Schumann shared with Wise that the Riceville, St. Ansgar and Osage school districts are in the process of developing a way to share resources. In addition, the districts are developing a common calendar so the districts which can’t afford a class or program might still offer it to their students through a partner school. In addition, Schumann went on to explain Riceville had just recently joined the Iowa-BIG North STEM program.

In addition to hearing about district programs, Wise questioned how Fast Testing was working in the school, and if the school was finding the data to be helpful to them in detecting students who needed aid with reading, to keep them from falling behind.

“That’s a question I ask at all of the schools I visit,” Wise said. “The Fast Testing measures if the student is on track. It allows the school to identify kids who are at risk and offer additional support to them. Having a dedicated person, who is focused on reading the data of those tests and working with teachers on plans for those students, is really the best practice and I’m glad to see that Riceville has that.”

The test has slowly been phased into all of the schools across the state, and is in its third year of being administered on a state-wide basis.

In addition, Wise was interested in hearing how Riceville had implemented the state-wide teacher leadership system within the school and what the district was offering, in terms of career and technical education, college and career planning and planning partnerships within the community.
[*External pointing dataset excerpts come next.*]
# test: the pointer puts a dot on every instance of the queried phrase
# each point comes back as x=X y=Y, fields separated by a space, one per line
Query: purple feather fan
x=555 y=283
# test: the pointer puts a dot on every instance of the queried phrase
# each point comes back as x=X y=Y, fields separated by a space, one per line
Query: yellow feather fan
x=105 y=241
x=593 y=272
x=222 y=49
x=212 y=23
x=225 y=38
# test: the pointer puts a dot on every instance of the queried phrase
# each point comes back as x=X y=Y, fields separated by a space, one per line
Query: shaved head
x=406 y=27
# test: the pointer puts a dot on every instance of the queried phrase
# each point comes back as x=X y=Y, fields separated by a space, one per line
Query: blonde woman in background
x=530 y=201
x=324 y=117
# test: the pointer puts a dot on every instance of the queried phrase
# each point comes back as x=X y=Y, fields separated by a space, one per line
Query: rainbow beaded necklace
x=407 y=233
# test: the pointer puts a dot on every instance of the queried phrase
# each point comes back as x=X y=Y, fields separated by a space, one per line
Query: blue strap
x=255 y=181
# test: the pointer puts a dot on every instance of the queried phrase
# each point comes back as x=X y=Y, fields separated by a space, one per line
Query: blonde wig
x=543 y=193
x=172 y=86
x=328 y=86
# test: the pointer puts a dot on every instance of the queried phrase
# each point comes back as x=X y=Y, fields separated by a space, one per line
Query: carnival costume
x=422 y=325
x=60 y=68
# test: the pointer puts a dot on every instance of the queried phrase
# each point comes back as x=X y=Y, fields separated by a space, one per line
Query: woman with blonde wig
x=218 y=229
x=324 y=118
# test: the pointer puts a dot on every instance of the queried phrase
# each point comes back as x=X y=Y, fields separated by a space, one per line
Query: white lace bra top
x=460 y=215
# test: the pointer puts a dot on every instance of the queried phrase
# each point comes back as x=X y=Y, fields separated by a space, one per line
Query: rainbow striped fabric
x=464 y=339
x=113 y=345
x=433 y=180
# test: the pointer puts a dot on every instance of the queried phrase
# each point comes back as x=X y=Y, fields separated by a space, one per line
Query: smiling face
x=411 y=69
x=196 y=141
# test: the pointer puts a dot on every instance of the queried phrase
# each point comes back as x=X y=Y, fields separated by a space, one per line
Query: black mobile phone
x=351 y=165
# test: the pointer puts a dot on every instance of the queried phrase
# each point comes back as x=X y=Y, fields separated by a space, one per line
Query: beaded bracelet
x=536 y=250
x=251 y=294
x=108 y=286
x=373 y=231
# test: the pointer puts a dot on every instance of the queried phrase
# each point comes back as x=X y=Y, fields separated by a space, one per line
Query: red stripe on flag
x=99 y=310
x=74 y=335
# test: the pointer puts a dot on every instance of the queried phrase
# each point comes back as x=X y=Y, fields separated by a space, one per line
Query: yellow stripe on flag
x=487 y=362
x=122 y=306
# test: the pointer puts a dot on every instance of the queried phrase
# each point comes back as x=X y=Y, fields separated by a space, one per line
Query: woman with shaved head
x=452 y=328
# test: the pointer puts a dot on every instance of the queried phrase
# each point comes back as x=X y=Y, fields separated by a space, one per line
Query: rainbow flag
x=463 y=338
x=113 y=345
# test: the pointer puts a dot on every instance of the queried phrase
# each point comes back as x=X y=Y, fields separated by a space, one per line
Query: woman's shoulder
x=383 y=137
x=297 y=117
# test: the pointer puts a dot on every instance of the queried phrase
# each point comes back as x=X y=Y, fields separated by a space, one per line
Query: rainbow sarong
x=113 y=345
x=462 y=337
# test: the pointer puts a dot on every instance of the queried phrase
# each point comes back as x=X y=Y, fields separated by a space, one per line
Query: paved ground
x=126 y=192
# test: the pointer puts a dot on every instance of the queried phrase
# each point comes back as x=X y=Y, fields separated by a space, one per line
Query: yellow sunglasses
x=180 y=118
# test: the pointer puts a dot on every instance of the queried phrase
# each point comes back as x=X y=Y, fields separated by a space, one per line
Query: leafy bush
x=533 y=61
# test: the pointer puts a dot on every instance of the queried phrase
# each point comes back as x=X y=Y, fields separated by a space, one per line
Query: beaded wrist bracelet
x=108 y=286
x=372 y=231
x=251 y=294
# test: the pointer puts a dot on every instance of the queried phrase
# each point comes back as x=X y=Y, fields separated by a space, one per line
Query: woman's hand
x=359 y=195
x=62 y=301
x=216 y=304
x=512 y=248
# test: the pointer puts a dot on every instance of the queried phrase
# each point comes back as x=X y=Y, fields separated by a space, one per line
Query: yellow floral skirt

“The idea is to give more equitable access across those high profile fields like welding and culinary arts,” Wise said. “In addition, the teacher leadership and compensation program is designed so every district, in Iowa, has an approved plan that they can tailor to their local needs.”

“The teachers are reading the book ‘Better Conversations,’ Schumman said. “They then get together and talk about what they read and how to apply it across classrooms. They look at the way they are talking to students, colleagues and parents, focusing on how something is said.

“The idea is to empower teachers to have these hard conversations with people, but recognizing that if they don’t have the conversations the right way, no one ends up happy.”

Wise then toured the school, having the opportunity to see the alternate seating in many of the classes as well as the classrooms set up for more project-based learning.

“The TLC has really helped teachers to think outside of the box,” said Emily Schipper, whose classroom was part of the tour. Her social studies students were working on postcards for members of the community to sign that they would then send off to their representatives. The focus being on getting kids involved in political participation. “I think it’s important we not be in the little islands of our departments,” she said. “If it’s not what we learned in college, it’s still okay if it’s working and getting students enthused.”